‘Everyday Life’ reflections

The following are Laura Carter (co-organiser)’s reflections on the symposium. 

Why would we write the history of everyday life?

For me, this question was never going to remain confined to the unseasonably warm day last month when we met in Trinity Hall to have our symposium. This is because it is the question at the heart of my research into amateur historians and public history in Britain in the middle of the last century. So it was with this simple question in mind that I enjoyed a day of incredibly diverse research papers, and reflections on them from our commentators who were each so enviably precise in capturing the essence of each of our panels.

When we were first putting together the idea for the symposium I was particularly keen that we did not end up hosting an event fixated on Mass Observation. I thought this was a danger both because of the explicit link between our theme and M-O’s mission, and because there is a lot of exciting new work on everyday life being undertaken by researchers using M-O material, taking their lead from historians such as Ben Jones, Selina Todd, and Clare Langhamer. But my concerns proved to be unfounded – we actually received relatively few paper submissions of this ilk. And the papers we selected covered a methodological range from the extremes of quantitative and qualitative research.

Although M-O has provided us with many of the tools and languages for studying the everyday, it functioned on the day as an intellectual stimulus that opened doors, rather than as a limiting frame of reference that closed them. Joe Moran most aptly captured this atmosphere in his keynote talk. He generously walked us through his intellectual biography, exploring why he has come to write the history of everyday life in the process. Joe revealed that M-O was one of three strands that converged for him in the late 1990s, alongside the French tradition of ‘la vie quotidienne’ and the art and photography of Tom Phillips. Together they inspired him to consider postwar British history through the lens of ‘banal’ everyday subjects such as motorways, television watching, and queuing. I was particularly enthused by the introduction Joe provided for us to the work of Tom Phillips. Through the photographic project ‘20 Sites n Years’, Phillips found a way to map ‘invisible’ social change and thus ‘re-enchant’ the everyday.

Phillips’s idea of the history of everyday life as an aesthetic project stuck with me as I have reflected on the symposium over the past few weeks. I came away thinking that the history of everyday life might be most useful for its visual capabilities – a singular way of documenting the colour and creativity of lives past. It goes without saying that as we go about our everyday lives in the present, we are constantly looking for that magic and beauty that will enhance the individual human experience. So as many of the papers demonstrated, assuming that the history of everyday life is a by-phrase for the well rehearsed ‘us’ and ‘them’ of history from below is too simplistic. The visual in everyday life is a rich seam for historians, one that may in turn be useful and illuminating for accessing the politics of class and gender.

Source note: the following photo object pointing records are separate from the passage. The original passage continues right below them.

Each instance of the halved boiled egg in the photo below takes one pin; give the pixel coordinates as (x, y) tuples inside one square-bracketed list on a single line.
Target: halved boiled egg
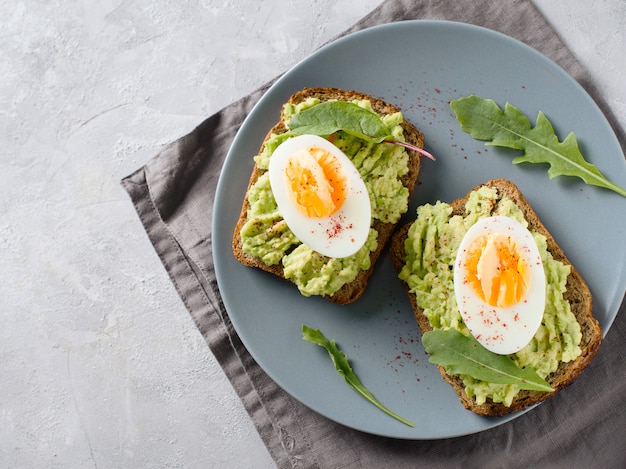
[(500, 284), (320, 195)]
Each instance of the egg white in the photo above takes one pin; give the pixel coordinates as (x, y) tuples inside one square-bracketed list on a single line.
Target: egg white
[(501, 330), (344, 232)]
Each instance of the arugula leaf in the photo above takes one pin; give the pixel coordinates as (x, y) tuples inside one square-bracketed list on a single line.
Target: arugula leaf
[(329, 117), (484, 120), (343, 367), (464, 355)]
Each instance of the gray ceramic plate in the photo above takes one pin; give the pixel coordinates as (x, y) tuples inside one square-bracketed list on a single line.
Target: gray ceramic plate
[(420, 66)]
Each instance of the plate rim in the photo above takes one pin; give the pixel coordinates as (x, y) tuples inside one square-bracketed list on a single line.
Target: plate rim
[(268, 95)]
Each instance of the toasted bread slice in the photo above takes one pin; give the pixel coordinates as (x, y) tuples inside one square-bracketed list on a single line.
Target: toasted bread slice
[(353, 290), (577, 293)]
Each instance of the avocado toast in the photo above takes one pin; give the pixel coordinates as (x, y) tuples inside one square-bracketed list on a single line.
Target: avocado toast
[(262, 240), (567, 349)]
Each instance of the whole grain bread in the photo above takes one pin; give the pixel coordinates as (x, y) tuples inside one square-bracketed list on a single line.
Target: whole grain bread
[(577, 293), (353, 290)]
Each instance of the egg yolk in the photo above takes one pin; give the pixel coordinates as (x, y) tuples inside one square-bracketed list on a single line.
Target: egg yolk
[(317, 184), (497, 270)]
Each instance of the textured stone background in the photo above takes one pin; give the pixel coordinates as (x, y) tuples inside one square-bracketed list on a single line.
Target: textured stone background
[(101, 364)]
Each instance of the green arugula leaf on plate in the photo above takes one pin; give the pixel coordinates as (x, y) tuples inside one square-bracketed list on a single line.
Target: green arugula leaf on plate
[(462, 354), (483, 119), (343, 367)]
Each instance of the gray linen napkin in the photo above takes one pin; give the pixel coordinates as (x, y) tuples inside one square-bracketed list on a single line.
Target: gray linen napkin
[(173, 194)]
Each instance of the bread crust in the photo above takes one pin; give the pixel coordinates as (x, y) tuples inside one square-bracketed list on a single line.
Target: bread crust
[(577, 293), (350, 292)]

Let me provide some examples from the papers we heard. In her paper on pigeon fancying, Kate Whiston demonstrated how the quest for perfection and beautification in show pigeons punctuated urban working-class leisure cultures in late-nineteenth century Britain. Thinking about the home, Greg Salter drew our attention to how the layout and décor of domestic space is closely implicated in the self-construction of personal identities. On a similar theme but moving back into the seventeenth century, Antony Buxton’s paper used probate inventories to map the placement and uses of furniture in early-modern households. He argued that the material culture of the home could shed light on otherwise invisible temporal norms. In the final panel, Holly Dunbar provided a particularly careful reading of the gendered politics of smoking during the Irish war of independence. Holly asked us to imagine the woman’s body, how it was broken down into its constituent parts by commentators seeking to portray the everyday act of smoking as tightly bound to their femininity. During all of these papers, I was consistently struck by the importance of the visual. Although everyday experience is such a contingent, contested, and subjective category for social and cultural historians, we were shown multiple ways in which picturing the past might overcome or at least mitigate such enduring problematics.

During the morning coffee break I spoke to one of our commentators, Lucy Delap. She expressed to me some of her doubts about our premise of ‘everyday life’: was this just another way of describing the (now old?) ‘new’ social history? I was pleased that by the close of the symposium Lucy was able to say that she thought the day had proved that everyday life does do something else for us as historians. Although writing the history of everyday life might still fundamentally be about giving voices (Lucy’s term was ‘finding agency’) to the marginalized, the symposium showed that this can be done with challenging levels of innovation and creativity.